Enfin dans les Vosges, ce sont les sociétés PELTEX INDUSTRIE à Sainte-Marguerite, MAILLE VERTE VOSGIENNE à Saint-Nabord et LUCART SAS à Laval-sur-Vologne qui rejettent soit en milieu naturel, soit en en station d’épuration urbaine à eux trois un total de 1804 g/jour d’AOF (un indicateur qui donne une estimation de la quantité de fluor organique émise)
Quels risques pour la santé et l’environnement ?
Les PFAS sont connus pour leur extrême persistance dans l’environnement – d’où leur surnom de « polluants éternels ». Une fois relâchés dans l’eau ou les sols, ils peuvent s’accumuler dans les organismes vivants. Certaines molécules de cette famille sont reprotoxiques, perturbateurs endocriniens, et cancérigènes suspectés.
Ces substances peuvent contaminer la chaîne alimentaire, notamment via l’eau, les légumes irrigués ou les animaux. Les PFAS ont été retrouvés dans le lait maternel, le sang, et même l’air intérieur.
Les rejets des industriels en station d’épuration urbaine ne protègent en rien de la contamination aux PFAS car comme indiqué plus haut, ces stations ne sont pas équipées pour les filtrer. Par conséquents, les boues de ces stations qui sont par la suite épandues sur les champs sont nécessairement contaminés.
Des réponses encore timides
Face à cette pollution, les pouvoirs publics commencent à réagir. L’ARS Grand Est a récemment renforcé les contrôles sur l’eau potable. Comme on l’a vu, des campagnes d’analyses obligatoires sont imposées aux industriels mais peu d’entre eux, même s’ils figurent parmi les plus émetteurs de PFAS, semblent faire l’objet d’inspections dédiées de la part de la DREAL.
Selon nous, des investigations supplémentaires plus poussées, incluant la recherche de TFA (un PFAS particulièrement dangereux et répandu mais dont la recherche n’est pas obligatoire) devraient pourtant dès à présent être imposées par les préfectures aux industriels les plus émetteurs.

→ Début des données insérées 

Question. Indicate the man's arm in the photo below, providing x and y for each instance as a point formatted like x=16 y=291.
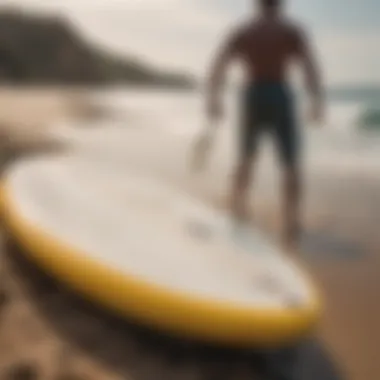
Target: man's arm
x=311 y=71
x=217 y=75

D’après nos recherches sur le site Géorisques, seul un arrêté préfectoral publié le 19 juin 2025 impose à la société KATOEN LOGIFARE des mesures d’analyse de PFAS. Pire, suite à une inspection des rejets de la société PELTEX par les services de la DREAL et malgré des valeur AOF très élevées, il a été recommandé au préfet de … ne pas donner de suite.
Principe pollueur-payeur
Autre sujet d’interrogation annexe : la société ARKEMA (57) a obtenu en 2024 une subvention publique à hauteur de 25.000 euros afin d’effectuer des recherches de PFAS. Au regard du principe pollueur-payeur, on comprend mal pourquoi ce coût devrait être porté par la collectivité.
De plus, si la Directive Eaux Résiduaires Urbaines (DERU) du 21 décembre 2024 inclue une analyse obligatoire de certains PFAS dans les eaux des systèmes d’épuration publics, elle intègre la possibilité d’impliquer les producteurs de PFAS à la Responsabilité Elargie des Producteurs d’ici … fin 2033 voire fin 2040 !
Un enjeu de santé publique et de justice environnementale
La pollution aux PFAS révèle une réalité très préoccupante : certains industriels continuent de rejeter des substances nocives dans l’environnement. Depuis combien de temps l’Etat et les industriels connaissent-ils les conséquences de ces rejets sur la santé publique ?
Face à cela, la mobilisation citoyenne et associative est essentielle pour faire bouger les lignes.
En tant que Sentinelles de la nature, nous avons un rôle à jouer pour identifier, signaler, et dénoncer les pollutions invisibles comme celles liées aux PFAS. En Lorraine, le combat ne fait que commencer.